4. Luke triumphs, while Paul’s destiny is dark
In some ways, Luke Skywalker’s path along the traditional “hero’s journey” is a paint-by-numbers adventure. But in other ways, Luke is unpredictable. Luke doesn’t always do what Yoda and the Emperor think he’ll do. This unpredictability is arguably part of why he ends up saving the day in Return of the Jedi.
Conversely, although Paul has confusing visions of the future (like Luke), he doesn’t necessarily avoid negative outcomes. In some ways, as soon as Paul comes to Arrakis, his path to becoming Muad'Dib is set. In the sense that Paul has a harder time avoiding his destiny, he’s actually more like Anakin than Luke.
3. Luke has minimal training, but Paul is a pro
At the beginning of Dune, Herbert makes it clear that Paul had excellent teachers. Gurney Halleck, Duncan Idaho, Thufir Hawat, and even the duplicitous Dr. Yueh all help Paul hone his skills as a warrior and a scholar. On top of that, Lady Jessica is a Bene Gesserit, the Dune equivalent of a Jedi — though arguably, she’s much more shrewd than your average Jedi.
As mentioned by Dave Filoni recently, Luke’s training is quite minimal compared to that of many other Jedi. If you were to pull Paul into the Star Wars universe, he’d probably be closer to a Ben Solo than a Luke: super-powerful, with a ton of resources.
2. Paul’s love is pure — and pivotal
Paul’s love for Chani in Dune is one of the greatest things about the first and second novels. Although Chani doesn’t have a huge role in the first half of the first book, it seems like the new film will reframe some of that narrative to tell Dune from Chani’s perspective.
Somewhat infamously, Luke Skywalker never really finds love in his battle against the Empire. This isn’t Luke’s fault, of course, but the fact that Luke is often a lone wolf makes him strikingly different from Paul Atreides. By the end of Dune, Paul and Chani are a power couple, and the story is about them, not just about Paul. Luke’s story (in the films) stays pretty centered on him.
1. Luke leaves, but Paul stays
The biggest difference between Luke Skywalker and Paul Atreides might also be the most striking difference between Dune and Star Wars in their entireties.
In A New Hope, Luke begins his journey on a desert planet and sets off to see the galaxy. We’re told time and time again in Star Wars that Tatooine (or Jakku) is the type of place you want to get away from and not the type of place you learn to call home.

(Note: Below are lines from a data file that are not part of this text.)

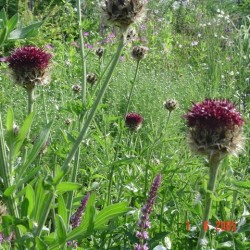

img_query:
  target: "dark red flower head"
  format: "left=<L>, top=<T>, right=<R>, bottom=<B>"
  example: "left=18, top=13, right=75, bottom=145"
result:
left=125, top=113, right=143, bottom=131
left=7, top=46, right=52, bottom=69
left=185, top=99, right=244, bottom=129
left=184, top=99, right=244, bottom=159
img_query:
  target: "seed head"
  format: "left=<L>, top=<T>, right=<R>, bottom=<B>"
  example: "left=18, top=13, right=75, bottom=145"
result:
left=7, top=47, right=52, bottom=88
left=72, top=84, right=82, bottom=94
left=163, top=99, right=178, bottom=112
left=131, top=46, right=148, bottom=61
left=95, top=48, right=104, bottom=58
left=87, top=73, right=97, bottom=85
left=184, top=99, right=244, bottom=158
left=125, top=113, right=143, bottom=131
left=103, top=0, right=145, bottom=28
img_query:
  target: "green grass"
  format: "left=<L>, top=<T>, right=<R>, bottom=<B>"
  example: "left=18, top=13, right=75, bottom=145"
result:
left=0, top=1, right=250, bottom=250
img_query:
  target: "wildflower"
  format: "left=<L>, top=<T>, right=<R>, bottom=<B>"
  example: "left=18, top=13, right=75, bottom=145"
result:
left=163, top=99, right=178, bottom=112
left=131, top=46, right=148, bottom=61
left=64, top=118, right=72, bottom=126
left=134, top=174, right=162, bottom=250
left=72, top=84, right=82, bottom=93
left=7, top=47, right=52, bottom=89
left=95, top=48, right=104, bottom=59
left=103, top=0, right=145, bottom=28
left=87, top=73, right=97, bottom=85
left=184, top=99, right=244, bottom=158
left=125, top=113, right=143, bottom=131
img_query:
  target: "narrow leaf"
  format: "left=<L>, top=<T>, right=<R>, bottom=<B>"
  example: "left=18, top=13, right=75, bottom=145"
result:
left=56, top=182, right=82, bottom=193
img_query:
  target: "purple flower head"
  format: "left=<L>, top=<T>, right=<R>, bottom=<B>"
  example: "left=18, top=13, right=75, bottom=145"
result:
left=7, top=47, right=52, bottom=70
left=7, top=47, right=52, bottom=89
left=184, top=99, right=244, bottom=158
left=125, top=113, right=143, bottom=131
left=184, top=99, right=244, bottom=129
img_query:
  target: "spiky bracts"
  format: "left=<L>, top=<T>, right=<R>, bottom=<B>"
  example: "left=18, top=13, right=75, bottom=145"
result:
left=184, top=99, right=244, bottom=158
left=103, top=0, right=145, bottom=29
left=131, top=45, right=148, bottom=61
left=125, top=113, right=143, bottom=131
left=134, top=174, right=162, bottom=250
left=7, top=46, right=52, bottom=88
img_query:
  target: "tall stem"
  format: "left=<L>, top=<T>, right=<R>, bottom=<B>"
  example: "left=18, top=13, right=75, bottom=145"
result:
left=125, top=60, right=140, bottom=115
left=27, top=88, right=35, bottom=115
left=77, top=0, right=86, bottom=103
left=55, top=32, right=126, bottom=183
left=197, top=154, right=220, bottom=249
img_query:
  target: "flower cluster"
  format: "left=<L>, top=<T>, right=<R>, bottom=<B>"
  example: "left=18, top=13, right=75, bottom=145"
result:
left=184, top=99, right=244, bottom=156
left=7, top=46, right=52, bottom=88
left=131, top=46, right=148, bottom=61
left=125, top=113, right=143, bottom=131
left=163, top=99, right=178, bottom=112
left=134, top=174, right=162, bottom=250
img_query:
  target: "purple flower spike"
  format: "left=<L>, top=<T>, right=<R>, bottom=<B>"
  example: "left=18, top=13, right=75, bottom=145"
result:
left=134, top=174, right=162, bottom=250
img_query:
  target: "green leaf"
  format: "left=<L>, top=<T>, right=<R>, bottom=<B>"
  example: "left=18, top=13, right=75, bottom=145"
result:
left=57, top=195, right=67, bottom=225
left=67, top=193, right=96, bottom=241
left=3, top=185, right=16, bottom=197
left=12, top=113, right=34, bottom=160
left=0, top=27, right=8, bottom=46
left=17, top=122, right=52, bottom=183
left=56, top=214, right=66, bottom=244
left=26, top=184, right=35, bottom=218
left=56, top=182, right=82, bottom=193
left=233, top=181, right=250, bottom=189
left=95, top=202, right=131, bottom=229
left=7, top=13, right=18, bottom=32
left=36, top=237, right=48, bottom=250
left=8, top=21, right=43, bottom=40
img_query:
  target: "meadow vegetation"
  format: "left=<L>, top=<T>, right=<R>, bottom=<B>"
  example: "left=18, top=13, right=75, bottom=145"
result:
left=0, top=0, right=250, bottom=250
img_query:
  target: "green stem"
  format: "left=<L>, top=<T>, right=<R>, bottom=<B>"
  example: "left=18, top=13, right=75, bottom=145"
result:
left=197, top=154, right=220, bottom=249
left=125, top=60, right=140, bottom=115
left=26, top=88, right=35, bottom=115
left=0, top=116, right=23, bottom=249
left=77, top=0, right=87, bottom=103
left=55, top=32, right=126, bottom=183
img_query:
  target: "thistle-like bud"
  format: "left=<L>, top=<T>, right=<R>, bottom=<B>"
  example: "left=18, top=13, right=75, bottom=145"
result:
left=131, top=46, right=148, bottom=61
left=163, top=99, right=178, bottom=112
left=87, top=73, right=97, bottom=85
left=64, top=118, right=72, bottom=126
left=7, top=47, right=52, bottom=89
left=103, top=0, right=145, bottom=29
left=125, top=113, right=143, bottom=131
left=184, top=99, right=244, bottom=159
left=72, top=84, right=82, bottom=94
left=95, top=48, right=104, bottom=59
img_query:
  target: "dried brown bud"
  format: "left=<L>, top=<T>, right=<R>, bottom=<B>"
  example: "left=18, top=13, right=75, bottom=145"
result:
left=103, top=0, right=145, bottom=28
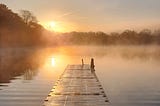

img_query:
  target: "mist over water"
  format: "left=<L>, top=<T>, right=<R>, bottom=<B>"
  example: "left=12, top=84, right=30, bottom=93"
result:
left=0, top=46, right=160, bottom=106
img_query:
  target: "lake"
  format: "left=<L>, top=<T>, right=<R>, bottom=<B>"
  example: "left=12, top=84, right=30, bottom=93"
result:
left=0, top=46, right=160, bottom=106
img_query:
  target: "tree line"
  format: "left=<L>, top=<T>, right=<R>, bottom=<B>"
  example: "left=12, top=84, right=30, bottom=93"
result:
left=0, top=4, right=43, bottom=47
left=0, top=4, right=160, bottom=47
left=54, top=29, right=160, bottom=45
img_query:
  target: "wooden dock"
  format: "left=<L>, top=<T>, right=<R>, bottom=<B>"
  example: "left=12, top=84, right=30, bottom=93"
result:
left=43, top=61, right=109, bottom=106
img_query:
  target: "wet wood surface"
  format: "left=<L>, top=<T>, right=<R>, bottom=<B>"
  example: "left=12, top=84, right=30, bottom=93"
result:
left=43, top=64, right=110, bottom=106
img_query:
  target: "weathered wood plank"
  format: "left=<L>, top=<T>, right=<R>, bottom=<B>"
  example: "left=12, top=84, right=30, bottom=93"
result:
left=44, top=64, right=109, bottom=106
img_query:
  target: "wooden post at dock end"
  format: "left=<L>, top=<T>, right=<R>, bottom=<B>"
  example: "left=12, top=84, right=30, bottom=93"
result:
left=91, top=58, right=95, bottom=72
left=82, top=59, right=84, bottom=66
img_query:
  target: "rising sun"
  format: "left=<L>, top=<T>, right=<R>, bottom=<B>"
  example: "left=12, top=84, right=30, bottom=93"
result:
left=49, top=21, right=56, bottom=29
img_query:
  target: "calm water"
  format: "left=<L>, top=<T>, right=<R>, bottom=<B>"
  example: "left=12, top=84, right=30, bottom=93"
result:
left=0, top=46, right=160, bottom=106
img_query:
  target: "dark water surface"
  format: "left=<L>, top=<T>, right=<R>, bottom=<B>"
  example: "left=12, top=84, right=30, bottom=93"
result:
left=0, top=46, right=160, bottom=106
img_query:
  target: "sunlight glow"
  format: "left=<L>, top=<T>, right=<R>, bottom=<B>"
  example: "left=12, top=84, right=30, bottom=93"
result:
left=40, top=21, right=67, bottom=32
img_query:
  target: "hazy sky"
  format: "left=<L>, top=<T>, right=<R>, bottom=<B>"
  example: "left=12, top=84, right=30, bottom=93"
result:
left=0, top=0, right=160, bottom=32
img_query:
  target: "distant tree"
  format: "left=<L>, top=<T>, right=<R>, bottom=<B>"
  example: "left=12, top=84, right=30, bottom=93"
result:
left=20, top=10, right=37, bottom=25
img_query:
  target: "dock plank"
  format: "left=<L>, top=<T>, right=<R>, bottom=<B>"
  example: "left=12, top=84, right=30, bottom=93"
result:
left=43, top=64, right=109, bottom=106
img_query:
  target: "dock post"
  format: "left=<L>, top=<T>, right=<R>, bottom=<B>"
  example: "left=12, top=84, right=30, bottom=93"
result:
left=82, top=59, right=84, bottom=66
left=91, top=58, right=95, bottom=72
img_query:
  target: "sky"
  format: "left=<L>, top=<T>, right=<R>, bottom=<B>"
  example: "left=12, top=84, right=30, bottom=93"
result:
left=0, top=0, right=160, bottom=32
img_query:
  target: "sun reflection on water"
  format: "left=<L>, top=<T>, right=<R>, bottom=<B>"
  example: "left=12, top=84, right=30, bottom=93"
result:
left=51, top=57, right=56, bottom=67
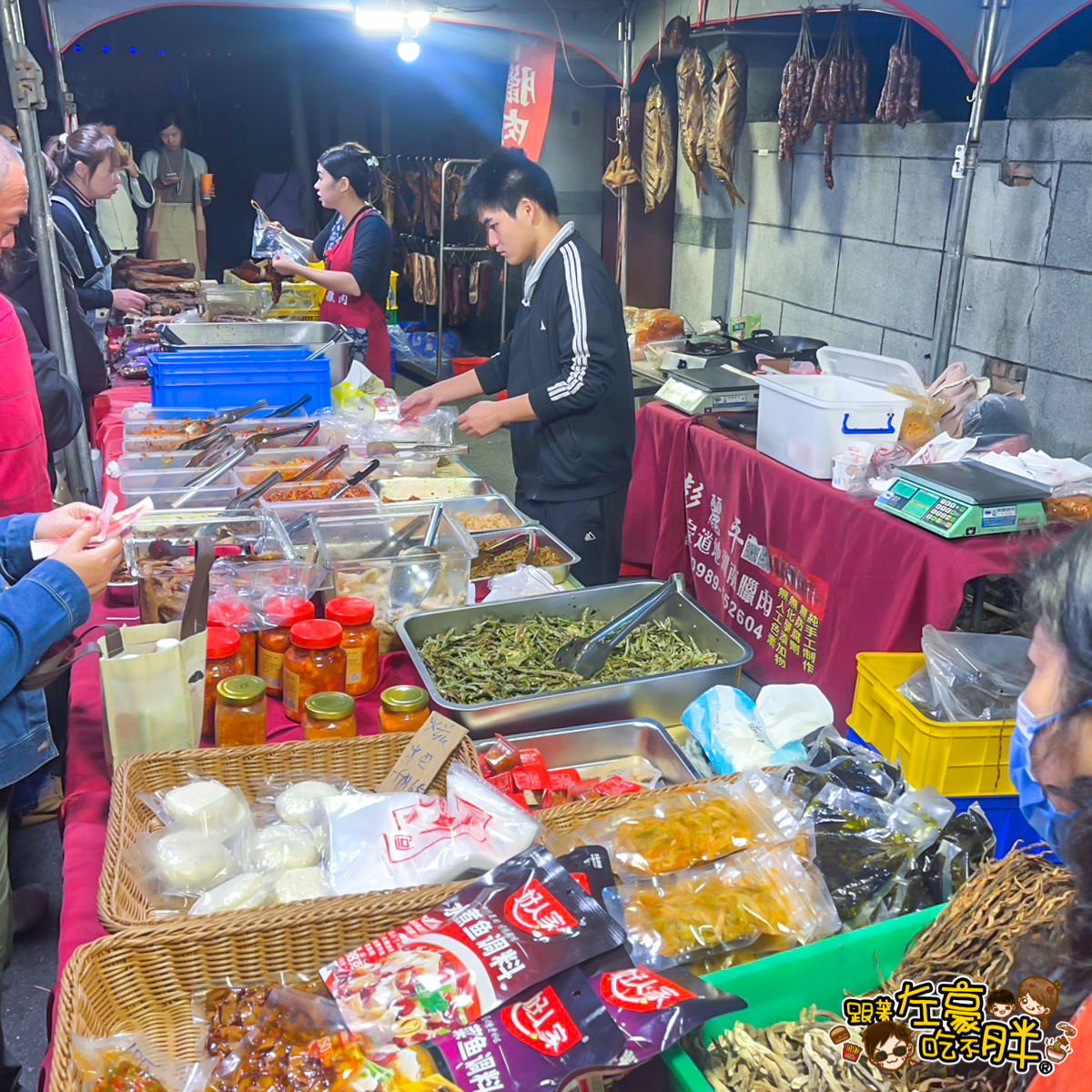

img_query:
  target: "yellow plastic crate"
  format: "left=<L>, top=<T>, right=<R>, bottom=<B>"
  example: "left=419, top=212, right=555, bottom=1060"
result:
left=847, top=652, right=1016, bottom=796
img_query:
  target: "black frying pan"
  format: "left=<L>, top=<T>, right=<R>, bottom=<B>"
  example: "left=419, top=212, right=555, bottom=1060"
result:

Paul’s journey to his desert planet is the opposite. The arc of Paul Atreides establishes him as someone who comes from the wider galaxy, specifically the cushy planet Caladan. His family moves to the planet Arrakis, and the story of Dune is about what happens when they stay there.
If Luke were like Paul, then his story would need to start on Courscant and end on Tatooine. Neither philosophical microcosm is superior; both Star Wars and Dune manage to reflect various aspects of human nature through the movements of their characters. But these narrative arcs fall along opposite ends of a spectrum. Luke Skywalker wants to leave his home and discover adventure. Paul wants to keep his identity intact; unwittingly, by coming to Arrakis, he finds a new home.
Dune hits theaters and HBO Max in the US on October 22, 2021.